David Cay Johnston is a veteran reporter whose beats are economics and taxes. I have read a couple of his books and have linked to him frequently because he knows his stuff. As a bonus, he has also been following Trump’s career for several decades and this combination makes him the perfect person to explain what might be going on with Trump’s massive tax loss in 1995 that has been in the news this week.
Trump, the only major-party presidential nominee in four decades to keep all his tax returns secret, insists “there’s nothing to learn from them.”
Yet in one day I figured out how Trump’s advisers almost certainly arranged the massive tax losses, skipped out on a massive income-tax bill, and then fashioned a loophole with more valuable tax benefits than the already liberal tax breaks Congress gives big real-estate owners while sticking others with the bill.
Trump dumped the real costs of all this on investors who saw gold in his brand name, but who lost everything even as he was paid tens of millions of tax-free dollars.

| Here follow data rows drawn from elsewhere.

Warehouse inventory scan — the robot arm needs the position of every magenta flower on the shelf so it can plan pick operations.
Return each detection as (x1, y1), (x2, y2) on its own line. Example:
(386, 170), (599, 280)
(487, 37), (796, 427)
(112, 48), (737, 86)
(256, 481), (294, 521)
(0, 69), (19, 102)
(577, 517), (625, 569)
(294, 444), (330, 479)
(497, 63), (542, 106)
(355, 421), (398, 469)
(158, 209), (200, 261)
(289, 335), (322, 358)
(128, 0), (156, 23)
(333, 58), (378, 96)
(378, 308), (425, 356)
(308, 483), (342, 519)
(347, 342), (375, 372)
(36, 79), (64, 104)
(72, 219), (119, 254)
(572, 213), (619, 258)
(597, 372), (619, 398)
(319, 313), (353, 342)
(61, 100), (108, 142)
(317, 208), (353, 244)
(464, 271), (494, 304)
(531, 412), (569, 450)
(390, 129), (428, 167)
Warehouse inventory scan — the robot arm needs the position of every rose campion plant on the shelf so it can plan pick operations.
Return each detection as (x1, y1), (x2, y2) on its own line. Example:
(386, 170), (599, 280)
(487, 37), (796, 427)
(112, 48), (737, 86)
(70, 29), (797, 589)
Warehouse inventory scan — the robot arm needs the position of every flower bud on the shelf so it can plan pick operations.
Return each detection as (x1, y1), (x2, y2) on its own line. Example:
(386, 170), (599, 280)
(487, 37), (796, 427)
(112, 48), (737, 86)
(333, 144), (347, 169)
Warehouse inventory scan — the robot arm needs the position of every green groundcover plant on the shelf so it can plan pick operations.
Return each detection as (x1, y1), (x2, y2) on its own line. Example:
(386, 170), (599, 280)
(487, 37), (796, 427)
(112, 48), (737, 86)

As Johnston shows, Trump’s business model seems to involve taking on massive debts that he has no intention of paying back and then threaten endless litigation unless his creditors negotiate much more generous terms. This is similar to his attitude towards not paying people who do work for him and challenging them to sue him, which most small businesses and individuals cannot afford to do.
Last May, Trump revealed that he took on debt with no intention of paying it all back, which strikes me as fraud. “I’ve borrowed knowing you can pay back with discounts,” he told CNBC in May, boasting “I’ve done well with debt.”
Back then Trump threatened endless litigation unless 70 banks he owed money gave him millions more in new loans at low interest rates and provided him with $5.4 million a year for personal spending, the equivalent of $10 million in today’s money.
In the first debate with Hillary Clinton, Trump did not dispute her statement that he pays no income taxes. Instead he said it shows he is smart.
That may be, but it also suggests the rest of us are chumps for paying our taxes while Trump enjoys all the benefits of the United States government—little things like individual liberty, the FBI, and a military to protect us—while bearing none of the burden. If we all did as Trump does, we would, to quote a line Trump employs often, not have our country anymore.
The kinds of things Trump does are only possible if you are already wealthy. John Maynard Keynes referred to an old saying, “If you owe the bank thousands (a small amount), then the bank owns you. If you owe the bank millions (a large amount), then you own the bank.”
Seth Meyers also looks at Trump’s terrible week. He also addresses the tax issues and dismisses the idea that personal taxes have any fiduciary implications for others, something that some of Trump’s surrogates have argued and many reporters have not challenged. Meyers says that it all shows that Trump is a fundamentally amoral person.